A new study further eases fears that the rotavirus vaccine might increase the risk of blocked bowels in infants -- a concern that led to an earlier version of the vaccine being pulled from the market in the United States.
In the report on close to 800,000 doses of the vaccine, which protects against severe diarrhea, vaccinated babies were no more likely to end up in the hospital or emergency room with so-called intussusception -- when one part of the intestine slides inside another like a telescope.
The findings jibe with a recent report that found that hospitalizations for the intestinal problem didn't significantly increase in babies after rotavirus vaccination became routine in 2007 (see Reuters Health story of January 5, 2012).
"We can't rule out that a low-level risk could exist," said researcher Irene Shui, from Harvard Medical School in Boston.
But, "our results do add to the message that even if there was a low-level risk of intussusception, the benefits of the vaccine far outweigh those risks," Shui told Reuters Health.
The initial version of the rotavirus vaccine was introduced in the U.S. in 1998 and pulled the next year following increased reports of intussusception. The thinking was that the vaccine, a weakened dose of the live virus, might occasionally stimulate an immune response in the intestinal tract and change its shape.
Two newer vaccines, taken orally, didn't increase those risks during pre-approval testing -- but since have been linked to slightly higher-than-usual reports of bowel problems in Mexican and Australian infants.

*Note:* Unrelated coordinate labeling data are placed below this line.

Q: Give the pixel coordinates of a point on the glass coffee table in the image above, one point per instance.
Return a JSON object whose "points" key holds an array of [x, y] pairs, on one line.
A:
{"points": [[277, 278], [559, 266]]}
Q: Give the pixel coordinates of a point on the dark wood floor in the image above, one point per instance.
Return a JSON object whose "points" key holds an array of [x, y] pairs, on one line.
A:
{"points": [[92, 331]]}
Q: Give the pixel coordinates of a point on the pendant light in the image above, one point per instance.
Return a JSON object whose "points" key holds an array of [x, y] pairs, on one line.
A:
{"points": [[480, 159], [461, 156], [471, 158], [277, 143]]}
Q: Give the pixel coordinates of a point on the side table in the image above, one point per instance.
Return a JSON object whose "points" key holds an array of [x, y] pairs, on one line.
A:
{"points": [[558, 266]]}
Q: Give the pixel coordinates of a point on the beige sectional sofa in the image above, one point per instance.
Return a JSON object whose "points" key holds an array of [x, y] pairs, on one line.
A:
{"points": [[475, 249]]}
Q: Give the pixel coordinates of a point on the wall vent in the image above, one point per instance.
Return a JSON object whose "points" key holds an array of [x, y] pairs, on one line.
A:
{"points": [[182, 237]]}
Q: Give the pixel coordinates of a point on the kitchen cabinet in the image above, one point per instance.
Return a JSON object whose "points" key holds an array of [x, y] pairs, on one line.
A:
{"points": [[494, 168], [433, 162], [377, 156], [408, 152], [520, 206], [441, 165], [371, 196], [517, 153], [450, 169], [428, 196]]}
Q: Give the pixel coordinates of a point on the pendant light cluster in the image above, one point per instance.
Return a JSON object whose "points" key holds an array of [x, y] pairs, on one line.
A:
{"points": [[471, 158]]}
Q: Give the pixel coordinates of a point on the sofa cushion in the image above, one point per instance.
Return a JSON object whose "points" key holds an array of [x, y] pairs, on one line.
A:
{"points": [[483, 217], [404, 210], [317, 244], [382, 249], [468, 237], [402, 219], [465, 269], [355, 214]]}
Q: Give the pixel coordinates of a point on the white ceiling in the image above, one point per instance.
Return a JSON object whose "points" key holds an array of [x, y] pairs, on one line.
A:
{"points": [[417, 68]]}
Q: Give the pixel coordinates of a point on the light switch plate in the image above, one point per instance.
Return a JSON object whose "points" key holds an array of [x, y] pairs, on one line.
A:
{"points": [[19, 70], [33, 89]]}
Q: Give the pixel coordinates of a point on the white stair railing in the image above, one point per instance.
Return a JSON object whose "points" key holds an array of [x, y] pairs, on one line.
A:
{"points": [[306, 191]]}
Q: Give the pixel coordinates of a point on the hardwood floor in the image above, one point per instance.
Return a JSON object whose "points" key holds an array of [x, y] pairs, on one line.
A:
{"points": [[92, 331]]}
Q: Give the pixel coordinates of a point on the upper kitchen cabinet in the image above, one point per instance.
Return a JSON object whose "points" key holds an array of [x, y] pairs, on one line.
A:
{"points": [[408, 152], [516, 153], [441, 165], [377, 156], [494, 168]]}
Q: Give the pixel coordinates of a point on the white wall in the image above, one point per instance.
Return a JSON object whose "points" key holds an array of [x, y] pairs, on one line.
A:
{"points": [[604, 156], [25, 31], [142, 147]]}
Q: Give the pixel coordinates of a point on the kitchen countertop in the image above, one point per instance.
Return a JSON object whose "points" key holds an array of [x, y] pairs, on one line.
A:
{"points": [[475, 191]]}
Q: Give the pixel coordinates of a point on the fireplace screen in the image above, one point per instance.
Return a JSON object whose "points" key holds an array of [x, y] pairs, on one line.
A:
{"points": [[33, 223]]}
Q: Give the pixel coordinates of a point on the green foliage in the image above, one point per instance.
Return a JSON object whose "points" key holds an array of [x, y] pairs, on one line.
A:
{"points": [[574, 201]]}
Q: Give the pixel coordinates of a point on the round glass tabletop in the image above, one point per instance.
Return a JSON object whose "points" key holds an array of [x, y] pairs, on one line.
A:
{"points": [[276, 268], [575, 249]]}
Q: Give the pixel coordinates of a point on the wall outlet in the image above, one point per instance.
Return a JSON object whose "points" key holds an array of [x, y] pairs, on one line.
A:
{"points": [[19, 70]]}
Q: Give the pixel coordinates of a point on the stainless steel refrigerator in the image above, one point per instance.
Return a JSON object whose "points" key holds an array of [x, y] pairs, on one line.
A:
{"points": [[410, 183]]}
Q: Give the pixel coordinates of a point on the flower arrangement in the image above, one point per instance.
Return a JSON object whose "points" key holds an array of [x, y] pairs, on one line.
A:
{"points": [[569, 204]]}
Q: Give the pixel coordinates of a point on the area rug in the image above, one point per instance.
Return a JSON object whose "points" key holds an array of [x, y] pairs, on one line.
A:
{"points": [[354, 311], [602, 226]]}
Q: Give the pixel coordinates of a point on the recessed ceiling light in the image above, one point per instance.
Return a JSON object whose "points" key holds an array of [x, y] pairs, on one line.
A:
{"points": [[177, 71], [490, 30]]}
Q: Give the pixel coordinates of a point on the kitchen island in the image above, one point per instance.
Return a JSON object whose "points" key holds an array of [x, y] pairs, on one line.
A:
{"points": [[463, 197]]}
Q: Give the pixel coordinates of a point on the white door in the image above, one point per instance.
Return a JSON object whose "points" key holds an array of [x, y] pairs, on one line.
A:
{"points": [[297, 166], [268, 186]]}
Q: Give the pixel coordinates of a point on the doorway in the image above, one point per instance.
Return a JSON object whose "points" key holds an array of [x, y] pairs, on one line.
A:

To see if that would also apply in the U.S., researchers tracked babies recently given the RotaTeq vaccine, produced by Merck, between 2006 and 2010. They compared cases of intussusception in those infants to babies who didn't get the rotavirus vaccine during that time, and to intussusception hospitalizations in 2001 to 2005, before the vaccine was re-introduced -- and found no differences.
In the first month after babies received any of the 787,000 vaccinations, there were 21 cases of intussusception, compared to the 20.9 that would have been expected with no vaccine, based on past records. And after 310,000 first doses of the vaccine, there were seven cases in the next month, compared to the predicted 5.7 cases.
Both of those small differences could have been due to chance, Shui's team reported in the Journal of the American Medical Association on Tuesday.
There were similar numbers of bowel problems in babies who did and didn't get the rotavirus vaccine in the late 2000's -- but there were so few cases in either group that it was hard to compare specific situations, such as the risk of intussusception in the first week after a first vaccine dose.
The study was funded by the Centers for Disease Control and Prevention. One of the authors reported receiving research support from Merck in the study's conflicts of interest disclosure.
The researchers said their results can't rule out the possibility that a slightly increased risk would show up among a bigger sample of vaccinated babies.
"I think it's important for both parents and physicians to realize that vaccines like the rotavirus vaccine have had a tremendous public health benefit, but every treatment or vaccine has some risk," Shui said.
She said that the rotavirus vaccine has prevented up to 50,000 diarrhea hospitalizations each year in the U.S. If there was a small risk of intussusception, similar to that shown in other countries, it would translate to 40 to 60 extra cases of the bowel problem annually.
Dr. Joseph Zickafoose, a pediatrics and communicable diseases researcher at the University of Michigan in Ann Arbor and one of the authors of the earlier study, called the findings "very encouraging" and agreed that the balance of harms and benefits strongly favors vaccination.
The new study, he told Reuters Health, "should reassure families that the rotavirus vaccine is safe and that the benefits of preventing severe illness and ending up in the hospital outweigh any risks, which we don't seem to be finding."